CRP 385C
Decoloniality means thinking critically about planning paradigms and assumptions, focusing on the ‘co-production’ of knowledge together with community members, and assessing the role of institutions of all sorts in terms of their role in reproducing dominant knowledge formations. The work to decolonize planning must consider the ways in which Western and Cartesian forms of knowledge production have been centered in planning, rendering it a field beholden to technical rationality that implicitly or explicitly devalues and forecloses on alternative and “other” planning approaches. This course will review approaches to planning that challenge these long-held assumptions about planning knowledge in order to foster decolonizing perspectives in the field. The course emerges from the understanding that informal communities along with their allies have always practiced planning, but in forms that have been invalidated through the hegemonic knowledge structures of the professionalized field of planning. This course combines readings and discussions in a seminar format with training and practice in planning research and practice methods with decolonizing potentials.

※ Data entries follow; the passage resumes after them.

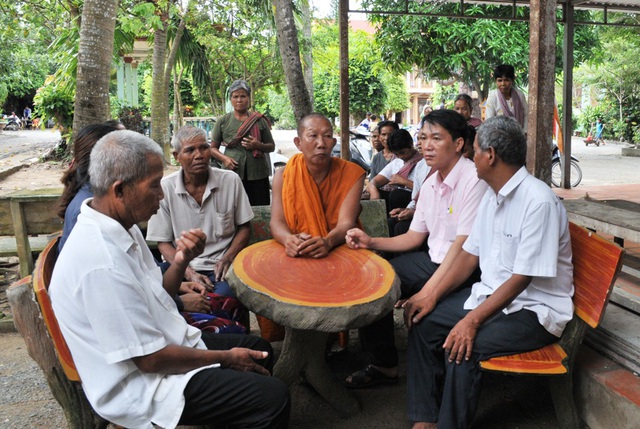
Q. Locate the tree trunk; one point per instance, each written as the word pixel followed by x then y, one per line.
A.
pixel 95 55
pixel 290 53
pixel 163 63
pixel 159 92
pixel 307 49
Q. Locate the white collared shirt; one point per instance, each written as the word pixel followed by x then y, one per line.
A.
pixel 524 230
pixel 107 295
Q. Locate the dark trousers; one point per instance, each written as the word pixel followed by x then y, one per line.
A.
pixel 447 393
pixel 398 227
pixel 378 339
pixel 258 191
pixel 228 398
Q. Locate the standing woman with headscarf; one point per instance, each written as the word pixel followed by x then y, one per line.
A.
pixel 506 100
pixel 248 140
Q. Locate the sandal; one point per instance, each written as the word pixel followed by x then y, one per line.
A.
pixel 369 377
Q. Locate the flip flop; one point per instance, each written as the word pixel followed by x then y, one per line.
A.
pixel 369 377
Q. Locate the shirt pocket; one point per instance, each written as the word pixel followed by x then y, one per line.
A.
pixel 223 224
pixel 508 248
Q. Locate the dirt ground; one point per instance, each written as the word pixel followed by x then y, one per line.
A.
pixel 26 401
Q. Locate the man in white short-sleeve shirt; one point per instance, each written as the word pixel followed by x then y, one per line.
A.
pixel 139 361
pixel 198 196
pixel 520 240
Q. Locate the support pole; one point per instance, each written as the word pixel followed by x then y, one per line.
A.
pixel 541 86
pixel 345 153
pixel 567 99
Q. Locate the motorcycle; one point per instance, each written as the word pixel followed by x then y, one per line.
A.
pixel 556 169
pixel 13 124
pixel 360 147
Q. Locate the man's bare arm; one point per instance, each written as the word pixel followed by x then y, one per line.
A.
pixel 174 359
pixel 348 215
pixel 168 251
pixel 190 244
pixel 239 242
pixel 416 309
pixel 374 186
pixel 459 342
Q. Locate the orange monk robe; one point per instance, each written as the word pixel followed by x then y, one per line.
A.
pixel 312 208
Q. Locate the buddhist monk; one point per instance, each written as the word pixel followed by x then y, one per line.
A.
pixel 316 197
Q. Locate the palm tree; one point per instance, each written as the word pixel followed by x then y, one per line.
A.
pixel 95 55
pixel 290 54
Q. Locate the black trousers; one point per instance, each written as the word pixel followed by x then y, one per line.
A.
pixel 378 338
pixel 228 398
pixel 447 392
pixel 258 191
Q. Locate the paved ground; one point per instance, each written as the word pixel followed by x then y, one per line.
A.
pixel 25 400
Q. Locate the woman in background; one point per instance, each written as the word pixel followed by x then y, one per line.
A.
pixel 247 139
pixel 506 100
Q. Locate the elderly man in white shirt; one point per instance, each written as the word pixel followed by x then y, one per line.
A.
pixel 520 239
pixel 139 362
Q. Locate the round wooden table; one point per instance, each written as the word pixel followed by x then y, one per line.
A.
pixel 311 298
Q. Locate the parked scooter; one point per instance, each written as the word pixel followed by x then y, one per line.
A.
pixel 360 147
pixel 556 169
pixel 13 124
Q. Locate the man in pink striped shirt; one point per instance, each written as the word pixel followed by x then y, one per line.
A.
pixel 444 215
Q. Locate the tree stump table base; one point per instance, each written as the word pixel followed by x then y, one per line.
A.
pixel 303 355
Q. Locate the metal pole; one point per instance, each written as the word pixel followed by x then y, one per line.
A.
pixel 567 99
pixel 541 78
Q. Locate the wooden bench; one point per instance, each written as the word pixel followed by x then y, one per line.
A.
pixel 30 218
pixel 37 324
pixel 35 321
pixel 596 264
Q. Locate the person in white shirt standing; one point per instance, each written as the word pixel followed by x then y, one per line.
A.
pixel 520 240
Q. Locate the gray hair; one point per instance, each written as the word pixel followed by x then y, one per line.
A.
pixel 187 134
pixel 120 155
pixel 239 84
pixel 507 137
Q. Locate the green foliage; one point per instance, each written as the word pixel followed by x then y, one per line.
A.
pixel 4 91
pixel 238 42
pixel 52 102
pixel 464 49
pixel 24 62
pixel 614 74
pixel 131 118
pixel 372 87
pixel 277 107
pixel 446 94
pixel 396 90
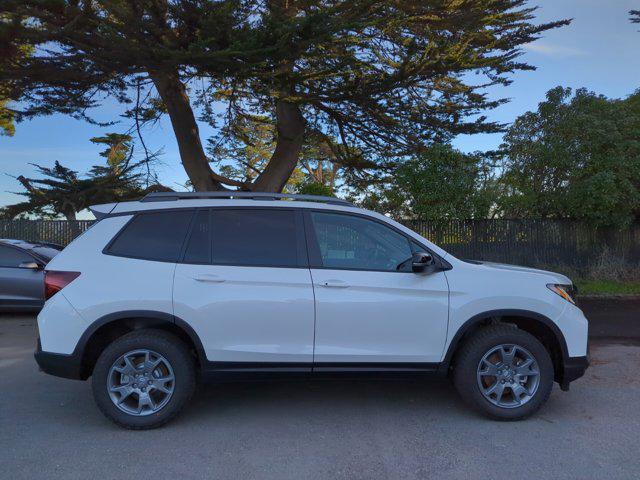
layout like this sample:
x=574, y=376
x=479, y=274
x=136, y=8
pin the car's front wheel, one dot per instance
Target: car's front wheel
x=504, y=372
x=143, y=379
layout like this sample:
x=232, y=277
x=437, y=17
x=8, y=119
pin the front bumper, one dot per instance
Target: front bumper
x=58, y=364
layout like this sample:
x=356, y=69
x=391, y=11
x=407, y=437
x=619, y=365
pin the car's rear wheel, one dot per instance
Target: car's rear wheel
x=504, y=372
x=143, y=379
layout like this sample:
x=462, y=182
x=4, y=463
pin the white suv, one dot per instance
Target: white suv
x=181, y=286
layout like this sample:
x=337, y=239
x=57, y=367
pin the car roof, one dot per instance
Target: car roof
x=29, y=245
x=161, y=200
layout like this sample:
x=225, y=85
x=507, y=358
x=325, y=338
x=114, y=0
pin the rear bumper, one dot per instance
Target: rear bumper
x=58, y=364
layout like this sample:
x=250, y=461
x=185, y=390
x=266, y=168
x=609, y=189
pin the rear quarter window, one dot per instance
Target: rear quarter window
x=153, y=236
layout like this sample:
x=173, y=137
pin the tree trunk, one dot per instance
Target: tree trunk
x=290, y=135
x=70, y=215
x=195, y=162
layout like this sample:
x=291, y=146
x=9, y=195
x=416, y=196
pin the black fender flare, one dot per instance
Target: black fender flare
x=149, y=318
x=481, y=317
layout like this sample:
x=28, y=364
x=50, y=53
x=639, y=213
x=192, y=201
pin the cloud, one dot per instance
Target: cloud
x=553, y=50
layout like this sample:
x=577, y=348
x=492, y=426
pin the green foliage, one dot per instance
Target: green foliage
x=441, y=183
x=7, y=117
x=250, y=143
x=61, y=191
x=577, y=156
x=11, y=52
x=607, y=287
x=315, y=188
x=385, y=78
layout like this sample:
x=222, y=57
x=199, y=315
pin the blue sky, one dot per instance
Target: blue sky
x=599, y=50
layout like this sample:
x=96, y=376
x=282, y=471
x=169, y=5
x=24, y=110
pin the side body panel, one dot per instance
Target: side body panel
x=248, y=314
x=107, y=284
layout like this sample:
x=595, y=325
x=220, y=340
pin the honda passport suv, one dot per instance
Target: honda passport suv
x=176, y=287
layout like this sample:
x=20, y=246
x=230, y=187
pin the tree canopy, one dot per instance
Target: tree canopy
x=376, y=80
x=577, y=156
x=439, y=184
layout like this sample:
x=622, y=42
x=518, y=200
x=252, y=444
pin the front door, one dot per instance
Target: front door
x=370, y=307
x=244, y=287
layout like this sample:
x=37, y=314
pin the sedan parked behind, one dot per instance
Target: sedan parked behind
x=22, y=274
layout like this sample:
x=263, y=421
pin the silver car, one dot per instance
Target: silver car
x=22, y=274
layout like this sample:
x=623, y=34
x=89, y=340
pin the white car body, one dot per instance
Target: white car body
x=311, y=319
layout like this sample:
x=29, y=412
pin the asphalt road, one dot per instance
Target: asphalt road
x=50, y=429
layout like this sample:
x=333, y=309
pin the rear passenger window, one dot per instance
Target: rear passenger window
x=244, y=237
x=153, y=236
x=254, y=237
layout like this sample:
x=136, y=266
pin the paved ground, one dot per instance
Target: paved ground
x=50, y=429
x=613, y=318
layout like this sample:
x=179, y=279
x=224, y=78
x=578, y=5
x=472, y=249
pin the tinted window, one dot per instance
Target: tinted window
x=46, y=252
x=254, y=237
x=12, y=257
x=153, y=236
x=199, y=246
x=351, y=242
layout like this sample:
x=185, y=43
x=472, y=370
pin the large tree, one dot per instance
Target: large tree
x=577, y=156
x=386, y=78
x=439, y=184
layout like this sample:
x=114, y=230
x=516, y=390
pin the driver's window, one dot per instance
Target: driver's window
x=350, y=242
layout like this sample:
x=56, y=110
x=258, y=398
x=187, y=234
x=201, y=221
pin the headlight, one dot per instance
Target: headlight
x=565, y=291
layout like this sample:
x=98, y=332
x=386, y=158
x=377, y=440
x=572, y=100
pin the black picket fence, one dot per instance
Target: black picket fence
x=536, y=243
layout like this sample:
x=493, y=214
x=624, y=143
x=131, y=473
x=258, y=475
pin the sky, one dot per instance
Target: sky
x=598, y=50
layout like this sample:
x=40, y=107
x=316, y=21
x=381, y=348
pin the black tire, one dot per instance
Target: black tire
x=168, y=346
x=465, y=372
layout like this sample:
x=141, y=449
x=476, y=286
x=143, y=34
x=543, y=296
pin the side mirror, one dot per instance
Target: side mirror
x=30, y=265
x=420, y=261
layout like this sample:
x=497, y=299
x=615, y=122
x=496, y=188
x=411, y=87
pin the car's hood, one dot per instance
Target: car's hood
x=556, y=277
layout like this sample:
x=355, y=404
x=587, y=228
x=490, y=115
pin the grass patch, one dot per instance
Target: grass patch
x=609, y=287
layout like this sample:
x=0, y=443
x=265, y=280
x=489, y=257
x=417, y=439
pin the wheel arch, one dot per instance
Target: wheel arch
x=540, y=326
x=106, y=329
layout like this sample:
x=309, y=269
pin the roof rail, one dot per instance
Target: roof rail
x=172, y=196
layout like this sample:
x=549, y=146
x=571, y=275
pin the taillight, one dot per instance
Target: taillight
x=54, y=281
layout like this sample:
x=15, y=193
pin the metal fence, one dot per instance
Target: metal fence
x=53, y=231
x=537, y=243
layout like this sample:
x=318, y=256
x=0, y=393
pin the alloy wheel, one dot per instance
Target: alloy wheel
x=140, y=382
x=508, y=376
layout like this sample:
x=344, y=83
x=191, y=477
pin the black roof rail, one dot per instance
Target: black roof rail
x=172, y=196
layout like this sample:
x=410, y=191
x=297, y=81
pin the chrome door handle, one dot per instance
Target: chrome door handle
x=335, y=284
x=208, y=278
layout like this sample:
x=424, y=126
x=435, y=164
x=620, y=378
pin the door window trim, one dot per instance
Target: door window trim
x=315, y=258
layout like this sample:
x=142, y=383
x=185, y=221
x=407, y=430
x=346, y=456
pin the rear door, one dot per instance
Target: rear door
x=19, y=287
x=245, y=288
x=370, y=307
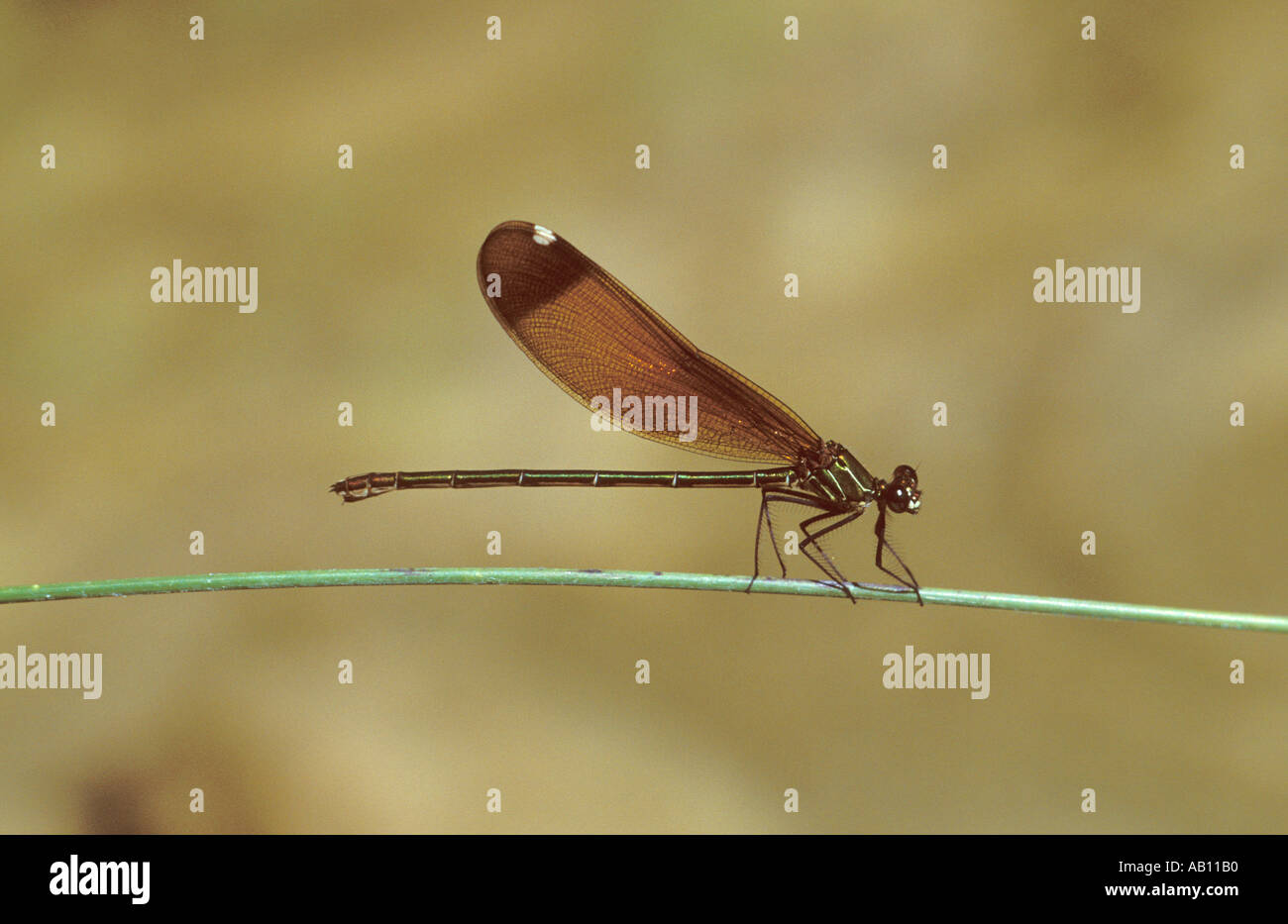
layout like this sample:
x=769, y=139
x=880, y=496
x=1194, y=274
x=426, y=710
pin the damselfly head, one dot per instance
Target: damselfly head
x=901, y=494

We will read texts from authors in planning but also social theory, anthropology, geography, and urban studies, including authors such as Tanja Winkler (University of Cape Town, South Africa) and Catalina Ortiz (University College London, UK). Since these are not new concerns in planning, the readings will also include foundational authors such as Paolo Freire, and we will draw connections to other areas of inquiry in planning, such as abolitionist planning and insurgent planning. We will also pursue readings and hands-on practice in potentially decolonizing methods such as oral histories, testimonials, photovoice, ESRI Story Maps, indigenous video, and participatory mapping. We will deploy these methods in part through co-productive research with residents in Dove Springs, Austin, who are partners in a project to develop a community-based park in the community. We will build on a Practicum project from 2020-21, which has now been funded by the City of Austin, and work with residents to develop interpretive signage, murals, and other representations to reflect community histories.